« Les Africains ne veulent pas de leur art »
Pour la section sénégalaise de l’Association internationale des critiques d’art (Aica), l’Etat doit mettre en place de nouveaux lieux et permettre que la scène artistique soit reconnue.
Il n’y a pas d’art sans récepteur. Sinon, il ne serait qu’imaginaire. C’est ce que les acteurs de l’art au Sénégal ont compris pour tirer la sonnette d’alarme. Hier, au musée de l’Ifan, il a été question, pour la section sénégalaise de l’Association internationale des critiques d’art (Aica), de soulever les problématiques qui s’y tiennent. Comprendre la réception au Sénégal revient à comprendre que les activités de création de diffusion et de réception sont liées. Seulement au Sénégal, si les œuvres d’art ne manquent pas, la réception est tout au moins faible. ‘’Les artistes ne vendent presque pas, faute de clients. Aucun des espaces d’art ne détient de statistiques sérieuses sur le nombre annuel de leurs visiteurs. Et le constat est le même partout’’, renseigne le conférencier Babacar Mbaye Diop, enseignant chercheur en philosophie de l’art.
Le public de masse ne s’intéresse pas à l’art et en dehors des vernissages d’exposition, les espaces d’art sont visités plus par des étrangers vivant au Sénégal ou par des touristes. Si le problème s’oriente d’une part vers une absence de culture dans la société sénégalaise, d’autre part, c’est, d’après le conférencier, lié au fait que les Africains d’une manière générale ne veulent pas de leur art. Selon le philosophe, on note un certain élitisme dans la pratique et la consommation de l’art. L’élite se compose ainsi principalement de professionnels de l’art et d’intellectuels ou de cadres. Dès lors, note le chercheur, seuls les publics issus des milieux artistiques fréquentent régulièrement les lieux de l’art au Sénégal.

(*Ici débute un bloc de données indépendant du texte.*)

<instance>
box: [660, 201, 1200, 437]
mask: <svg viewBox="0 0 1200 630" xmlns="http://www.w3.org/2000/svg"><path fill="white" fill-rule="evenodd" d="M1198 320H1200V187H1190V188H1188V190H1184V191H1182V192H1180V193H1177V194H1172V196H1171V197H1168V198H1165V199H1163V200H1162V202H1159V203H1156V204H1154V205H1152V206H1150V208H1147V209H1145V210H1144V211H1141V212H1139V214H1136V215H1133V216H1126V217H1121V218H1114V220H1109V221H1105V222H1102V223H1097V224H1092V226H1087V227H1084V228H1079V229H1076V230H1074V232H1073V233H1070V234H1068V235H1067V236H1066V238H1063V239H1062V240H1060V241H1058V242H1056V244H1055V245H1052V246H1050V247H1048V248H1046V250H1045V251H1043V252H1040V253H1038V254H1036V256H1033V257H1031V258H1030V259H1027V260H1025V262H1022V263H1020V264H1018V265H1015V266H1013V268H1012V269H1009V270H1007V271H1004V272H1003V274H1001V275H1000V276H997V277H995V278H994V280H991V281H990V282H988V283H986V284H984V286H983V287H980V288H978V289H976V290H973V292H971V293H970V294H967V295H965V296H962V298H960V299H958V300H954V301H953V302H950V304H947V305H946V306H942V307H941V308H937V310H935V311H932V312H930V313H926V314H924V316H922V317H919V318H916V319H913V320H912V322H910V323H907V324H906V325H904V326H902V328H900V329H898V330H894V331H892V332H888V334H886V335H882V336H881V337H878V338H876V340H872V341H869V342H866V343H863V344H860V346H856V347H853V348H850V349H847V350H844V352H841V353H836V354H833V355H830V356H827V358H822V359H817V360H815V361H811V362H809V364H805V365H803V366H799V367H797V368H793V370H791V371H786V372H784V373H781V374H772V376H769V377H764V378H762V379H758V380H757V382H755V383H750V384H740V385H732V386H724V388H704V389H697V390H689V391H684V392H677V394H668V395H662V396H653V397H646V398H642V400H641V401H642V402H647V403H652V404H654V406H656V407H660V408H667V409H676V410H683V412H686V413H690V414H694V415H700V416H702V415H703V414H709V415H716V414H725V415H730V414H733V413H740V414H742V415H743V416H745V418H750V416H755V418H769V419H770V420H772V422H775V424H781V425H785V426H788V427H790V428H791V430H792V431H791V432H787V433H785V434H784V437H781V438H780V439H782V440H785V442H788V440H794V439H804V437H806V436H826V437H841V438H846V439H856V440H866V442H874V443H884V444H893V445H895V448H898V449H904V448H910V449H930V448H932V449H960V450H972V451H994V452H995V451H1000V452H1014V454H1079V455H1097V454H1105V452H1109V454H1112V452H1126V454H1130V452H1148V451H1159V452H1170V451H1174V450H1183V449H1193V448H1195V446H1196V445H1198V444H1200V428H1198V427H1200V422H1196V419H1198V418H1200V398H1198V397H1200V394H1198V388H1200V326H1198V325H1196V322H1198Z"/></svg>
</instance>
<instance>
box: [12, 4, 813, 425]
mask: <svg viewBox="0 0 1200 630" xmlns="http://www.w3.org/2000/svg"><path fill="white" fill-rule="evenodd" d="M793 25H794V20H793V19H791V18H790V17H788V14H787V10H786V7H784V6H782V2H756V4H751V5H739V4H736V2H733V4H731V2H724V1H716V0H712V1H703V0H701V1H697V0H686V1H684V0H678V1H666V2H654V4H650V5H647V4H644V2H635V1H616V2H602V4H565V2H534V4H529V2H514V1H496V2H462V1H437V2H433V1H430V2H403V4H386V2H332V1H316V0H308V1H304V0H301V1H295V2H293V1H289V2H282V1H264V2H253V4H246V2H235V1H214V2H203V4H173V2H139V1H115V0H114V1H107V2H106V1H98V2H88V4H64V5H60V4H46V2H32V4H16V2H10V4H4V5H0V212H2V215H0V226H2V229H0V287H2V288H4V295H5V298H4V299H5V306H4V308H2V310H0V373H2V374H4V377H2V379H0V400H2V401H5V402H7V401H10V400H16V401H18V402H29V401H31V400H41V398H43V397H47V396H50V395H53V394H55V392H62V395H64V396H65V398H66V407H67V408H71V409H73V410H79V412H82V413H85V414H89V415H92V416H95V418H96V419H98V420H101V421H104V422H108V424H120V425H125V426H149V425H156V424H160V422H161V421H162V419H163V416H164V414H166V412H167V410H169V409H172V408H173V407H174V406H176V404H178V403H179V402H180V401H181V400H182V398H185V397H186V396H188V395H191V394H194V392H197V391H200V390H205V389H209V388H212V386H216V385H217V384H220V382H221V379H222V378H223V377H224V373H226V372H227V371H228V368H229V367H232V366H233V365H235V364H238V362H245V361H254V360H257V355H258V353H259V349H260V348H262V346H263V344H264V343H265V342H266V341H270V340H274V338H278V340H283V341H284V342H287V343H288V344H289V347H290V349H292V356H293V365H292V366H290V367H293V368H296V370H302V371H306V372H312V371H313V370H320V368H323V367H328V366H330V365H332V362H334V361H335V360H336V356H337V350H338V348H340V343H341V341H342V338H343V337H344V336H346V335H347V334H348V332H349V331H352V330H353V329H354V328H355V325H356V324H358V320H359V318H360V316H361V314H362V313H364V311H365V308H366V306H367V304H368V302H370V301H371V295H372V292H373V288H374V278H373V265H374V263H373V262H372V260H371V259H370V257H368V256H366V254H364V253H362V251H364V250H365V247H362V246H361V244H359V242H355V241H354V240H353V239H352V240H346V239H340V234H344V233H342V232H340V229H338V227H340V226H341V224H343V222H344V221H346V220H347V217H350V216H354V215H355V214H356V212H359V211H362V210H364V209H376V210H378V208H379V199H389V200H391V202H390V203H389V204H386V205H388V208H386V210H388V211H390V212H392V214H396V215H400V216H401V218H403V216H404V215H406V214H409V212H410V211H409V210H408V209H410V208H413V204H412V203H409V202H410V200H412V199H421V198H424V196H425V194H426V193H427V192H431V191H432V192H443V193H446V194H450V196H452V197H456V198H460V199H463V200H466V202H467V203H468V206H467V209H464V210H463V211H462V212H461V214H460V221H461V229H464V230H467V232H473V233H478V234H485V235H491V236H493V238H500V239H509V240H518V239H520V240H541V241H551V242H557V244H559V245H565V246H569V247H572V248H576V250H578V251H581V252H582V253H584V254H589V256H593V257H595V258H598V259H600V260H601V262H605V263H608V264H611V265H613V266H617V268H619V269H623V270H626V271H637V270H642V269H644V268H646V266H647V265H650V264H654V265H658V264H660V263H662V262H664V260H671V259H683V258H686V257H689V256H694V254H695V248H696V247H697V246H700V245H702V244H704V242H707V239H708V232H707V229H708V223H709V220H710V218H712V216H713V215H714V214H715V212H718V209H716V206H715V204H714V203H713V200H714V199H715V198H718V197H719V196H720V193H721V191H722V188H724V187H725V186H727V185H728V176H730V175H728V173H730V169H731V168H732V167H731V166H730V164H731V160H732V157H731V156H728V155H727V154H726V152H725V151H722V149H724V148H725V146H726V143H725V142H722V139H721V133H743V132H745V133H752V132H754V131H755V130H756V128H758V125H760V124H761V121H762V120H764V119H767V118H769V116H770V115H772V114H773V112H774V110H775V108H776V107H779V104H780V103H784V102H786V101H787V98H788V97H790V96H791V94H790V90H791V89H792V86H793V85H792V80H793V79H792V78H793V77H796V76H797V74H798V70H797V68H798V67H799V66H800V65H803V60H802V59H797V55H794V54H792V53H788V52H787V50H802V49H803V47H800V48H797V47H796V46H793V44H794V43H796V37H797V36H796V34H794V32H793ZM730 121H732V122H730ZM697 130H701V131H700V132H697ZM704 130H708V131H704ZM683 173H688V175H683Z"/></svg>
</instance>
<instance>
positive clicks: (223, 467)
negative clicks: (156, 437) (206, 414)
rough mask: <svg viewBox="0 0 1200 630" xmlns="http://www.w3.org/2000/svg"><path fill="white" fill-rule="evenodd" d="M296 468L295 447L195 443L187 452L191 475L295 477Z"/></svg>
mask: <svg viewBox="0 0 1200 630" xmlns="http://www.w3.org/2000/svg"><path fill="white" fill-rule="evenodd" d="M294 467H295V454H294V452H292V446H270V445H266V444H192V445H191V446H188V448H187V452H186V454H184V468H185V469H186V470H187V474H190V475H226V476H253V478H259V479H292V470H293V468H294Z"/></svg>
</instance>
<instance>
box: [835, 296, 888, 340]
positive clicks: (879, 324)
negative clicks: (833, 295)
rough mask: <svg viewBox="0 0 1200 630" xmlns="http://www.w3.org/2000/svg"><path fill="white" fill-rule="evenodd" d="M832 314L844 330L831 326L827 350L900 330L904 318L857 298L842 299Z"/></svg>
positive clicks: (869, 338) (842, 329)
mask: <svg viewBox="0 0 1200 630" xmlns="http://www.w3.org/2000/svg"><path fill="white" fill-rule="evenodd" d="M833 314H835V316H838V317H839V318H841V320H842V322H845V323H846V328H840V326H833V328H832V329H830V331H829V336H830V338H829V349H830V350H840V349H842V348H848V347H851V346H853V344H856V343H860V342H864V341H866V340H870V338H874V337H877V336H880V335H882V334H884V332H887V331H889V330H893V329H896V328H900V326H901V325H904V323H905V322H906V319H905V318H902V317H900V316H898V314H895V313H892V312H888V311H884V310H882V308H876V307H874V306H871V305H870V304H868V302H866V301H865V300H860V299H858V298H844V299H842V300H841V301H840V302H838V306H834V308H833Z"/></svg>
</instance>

Pour le chercheur, le problème de fond est que les Sénégalais n’ont pas cette culture d’aller visiter des musées. ‘’On ressent le plaisir par imitation. C’est comme si nous assistons à un déracinement culturel qui est l’obstacle majeur à la jouissance de l’art africain par les Africains’’, constate le philosophe Diop. Malgré la multitude d’artistes existant au Sénégal, il note que les lieux de l’art restent concentrés à Dakar. Hormis Saint-Louis, Thiès et Ziguinchor, il n’y a ni musée ni galerie dans les autres régions du pays. ‘’L’Etat doit mettre en place de nouveaux lieux et permettre que la scène artistique soit reconnue et médiatisée’’, suggère-t-il. Il est impossible de parler de l’économie de l’art au Sénégal, malgré l’existence de la Biennale de Dakar et du festival de Jazz de Saint-Louis qui restent les événements majeurs de la culture sénégalaise, a indiqué Babacar Mbaye Diop. Selon qui le public sénégalais doit être réconcilié avec l’art, en incitant élèves et étudiants à visiter les musées.